Robert Goodland was the first ecologist hired by the World Bank and worked hard for 30 years to improve that institution’s environmental and human rights practices. He was the first winner of the IUCN’s Harold Jefferson Coolidge medal for lifetime achievement in the conservation of nature.
Robert was initially assigned to the task of screening every single proposed World Bank project, and selecting for scrutiny those with the largest potential impacts, for which Robert would draft recommendations. But project designers resisted implementing his recommendations. As a remedy, Robert took a lead role in drafting overall environmental and social standards for the World Bank Group, notably covering Environmental Assessment, Indigenous Peoples, Natural Habitats, and Physical Cultural Resources. Robert did much to open the World Bank to dialog with the NGO community.

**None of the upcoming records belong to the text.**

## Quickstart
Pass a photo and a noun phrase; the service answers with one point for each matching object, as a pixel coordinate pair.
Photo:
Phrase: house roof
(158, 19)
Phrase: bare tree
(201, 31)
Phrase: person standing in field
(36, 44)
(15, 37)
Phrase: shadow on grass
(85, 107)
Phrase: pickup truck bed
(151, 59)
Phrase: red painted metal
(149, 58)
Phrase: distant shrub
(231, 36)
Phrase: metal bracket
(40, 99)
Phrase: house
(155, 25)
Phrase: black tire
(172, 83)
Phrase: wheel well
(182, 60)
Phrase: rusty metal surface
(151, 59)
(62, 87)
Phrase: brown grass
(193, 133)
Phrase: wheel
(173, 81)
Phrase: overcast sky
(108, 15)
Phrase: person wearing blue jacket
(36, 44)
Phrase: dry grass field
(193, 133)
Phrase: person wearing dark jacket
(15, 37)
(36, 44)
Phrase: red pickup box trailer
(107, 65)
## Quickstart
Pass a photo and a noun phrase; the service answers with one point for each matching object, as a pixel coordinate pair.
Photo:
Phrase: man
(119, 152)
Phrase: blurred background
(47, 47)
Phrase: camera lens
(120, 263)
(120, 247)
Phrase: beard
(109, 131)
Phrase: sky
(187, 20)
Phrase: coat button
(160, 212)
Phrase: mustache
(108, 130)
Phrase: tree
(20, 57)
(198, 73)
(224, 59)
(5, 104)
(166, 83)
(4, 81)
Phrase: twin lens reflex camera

Robert’s work on indigenous peoples led the institution to hire a cadre of anthropologists. A key issue was to prevent forced resettlement, and to mitigate its adverse impacts when it did occur. Robert also worked to complete the Environmental Assessment Sourcebook, which became a key worldwide reference on various aspects of environmental assessment. As a capstone to Robert’s work on the principles of environmental and social assessment, he served a term as president of the International Association of Impact Assessment in 1994-1995.

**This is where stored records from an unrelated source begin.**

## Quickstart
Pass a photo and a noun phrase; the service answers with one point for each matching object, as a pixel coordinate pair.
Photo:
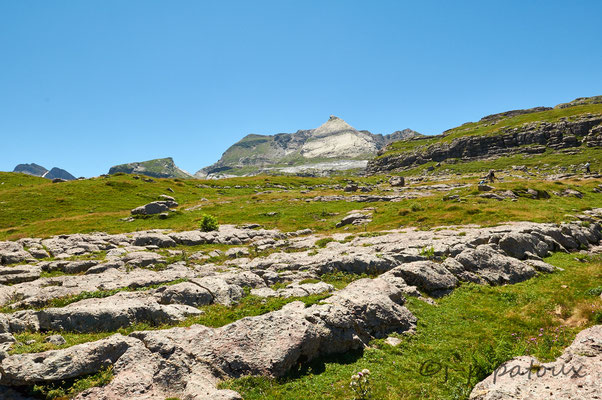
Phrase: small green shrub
(209, 223)
(428, 252)
(323, 242)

Earlier Robert taught tropical ecology and environmental assessment at the University of Brasilia and the National Amazonian Research Institute in Manaus. His time in Brazil led him to co-author with Howard Irwin the book “Amazon Jungle: Green Hell to Red Desert”. It became a seminal work in the birth of the international environmental movement.
Robert developed ways to stop the World Bank Group from financing projects involving tobacco and asbestos, as well as avoiding the most destructive types of agricultural and forestry projects. Later, after Robert had analyzed the impacts of some of the world’s largest hydroelectricity projects, he played a key role in the establishment of the World Commission on Dams in 1997.

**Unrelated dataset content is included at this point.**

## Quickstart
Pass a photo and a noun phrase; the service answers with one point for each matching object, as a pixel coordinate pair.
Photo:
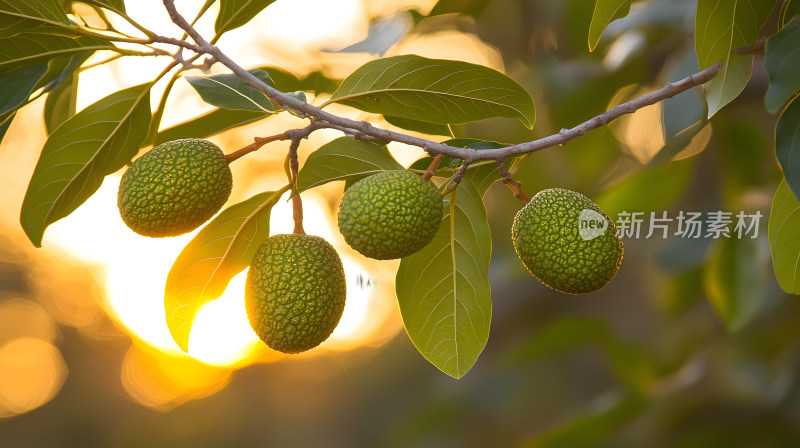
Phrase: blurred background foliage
(677, 351)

Robert cooperated with Salah El Serafy , Herman Daly, and Roefie Hueting to develop a series of conferences throughout the 1980s on Greening the UN System of National Accounts. They also collaborated, under Robert’s leadership, on a critique of the 1992 World Development Report (the first on the theme of development and the environment), entitled “Environmentally Sustainable Economic Development: Building on Brundtland,” published by UNESCO.
Robert co-authored with Jeff Anhang a 2009 article entitled “Livestock and Climate Change,” which assessed how replacing some livestock products – and reforesting land thereby freed from livestock and feed production – could be a pragmatic way to stop climate change. Robert was invited by the UN Food and Agriculture Organization to speak about this work in Rome and Berlin, and also invited to deliver a keynote speech to the Chinese Academy of Social Sciences in Beijing.
After Robert’s official retirement from the World Bank in 2001, Emil Salim recruited him to play a key role in the independent Extractive Industries Review. In retirement Robert worked all over the world as a consultant, often pro bono, in protection of the environment and of indigenous peoples. He once remarked that in retirement he was doing much the same things as when in the World Bank, but the difference was that now the people he worked for were more cooperative.
Throughout his career Robert encouraged many people who benefitted greatly from his kindness. Robert’s life and career is an example of how with quiet courage, unfailing courtesy, and hard work, one can accomplish much even in a politically adversarial environment.